Their study shows that small businesses are the most vulnerable to fraud and abuse with asset misappropriation accounting for 80% of the losses. The favorite asset? Cash. It makes up 47% of assets misappropriated with inventory and supplies making up another 38%.
Much of this activity is due to occupational or internal fraud. Quite often internal fraud is easier to prevent than to detect. Most schemes can be prevented with basic accounting controls, audits, and proper oversight. Of course physical protection and custody of assets such as cash, inventory, and supplies are important, but often the fraud is perpetrated by those charged with that oversight a manager, the in-house accountant or bookkeeper, or any trusted employee. Especially when there is only one trusted person responsible for all aspects of physical custody, bookkeeping, payroll, deposits, and check writing, the company is at increased risk for fraudulent activity
According to the National Federation of Independent Business there are several warning signs or tips that warrant a closer look.
A trusted employee refuses to follow recently established accounting guidelines. Most guidelines are designed to protect against misstatement and a change to those new guidelines may foil or reveal past schemes.
A trusted employee continually works after hours, comes in frequently on weekends, or insists on taking work home. Fraud is easier to commit when work is unobserved and unsupervised.
A trusted employee never takes a vacation; never releases control of records. They might be a dedicated hard-working employee or they might not want anyone to observe their work while they are away.

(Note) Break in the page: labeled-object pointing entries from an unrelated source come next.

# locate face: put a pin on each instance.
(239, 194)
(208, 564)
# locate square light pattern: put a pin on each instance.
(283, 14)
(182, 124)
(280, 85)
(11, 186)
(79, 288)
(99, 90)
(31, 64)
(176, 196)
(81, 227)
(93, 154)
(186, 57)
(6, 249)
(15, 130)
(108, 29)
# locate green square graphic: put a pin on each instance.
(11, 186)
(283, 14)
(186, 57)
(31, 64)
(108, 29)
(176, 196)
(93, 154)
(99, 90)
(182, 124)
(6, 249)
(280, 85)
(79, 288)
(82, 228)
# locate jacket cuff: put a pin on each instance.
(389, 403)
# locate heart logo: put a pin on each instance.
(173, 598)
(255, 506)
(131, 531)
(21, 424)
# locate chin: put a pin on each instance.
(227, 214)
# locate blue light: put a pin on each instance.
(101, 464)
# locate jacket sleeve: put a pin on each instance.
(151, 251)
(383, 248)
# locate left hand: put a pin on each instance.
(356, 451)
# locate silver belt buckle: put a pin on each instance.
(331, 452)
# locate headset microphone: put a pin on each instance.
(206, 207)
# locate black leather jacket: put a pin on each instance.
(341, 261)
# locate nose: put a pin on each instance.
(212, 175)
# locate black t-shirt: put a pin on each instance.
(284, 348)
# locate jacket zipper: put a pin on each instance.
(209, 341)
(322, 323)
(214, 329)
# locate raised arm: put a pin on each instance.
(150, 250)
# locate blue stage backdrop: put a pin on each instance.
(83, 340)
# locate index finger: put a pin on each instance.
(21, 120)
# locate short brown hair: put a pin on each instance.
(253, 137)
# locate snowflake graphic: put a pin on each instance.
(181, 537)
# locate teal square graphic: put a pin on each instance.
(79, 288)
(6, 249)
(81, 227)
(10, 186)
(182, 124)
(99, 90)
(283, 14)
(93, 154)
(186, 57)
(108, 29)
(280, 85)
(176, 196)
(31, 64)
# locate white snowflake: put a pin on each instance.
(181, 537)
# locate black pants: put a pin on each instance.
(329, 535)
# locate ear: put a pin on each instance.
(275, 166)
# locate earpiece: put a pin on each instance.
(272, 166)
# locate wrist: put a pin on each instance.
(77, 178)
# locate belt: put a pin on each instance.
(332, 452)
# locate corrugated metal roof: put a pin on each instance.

A trusted employee insists that they handle activities for which other departments are normally responsible such as picking up the mail, sole go-between with financial contacts, and working with the police when money or other assets are found missing.
A trusted employee continually misfiles important items such as payroll receipts, deposit records, correspondence, and estimates. Missing documents are signs of unacceptable sloppiness or a convenient inability to document transactions.
Deposits frequently seem too small as compared to expectations, budgets, or other records. The owner or manager should be able to reconcile differences between expectations and actual results.
There is no goof proof method of turning up internal fraud but being on the lookout for these warning signs can help avert financial loss.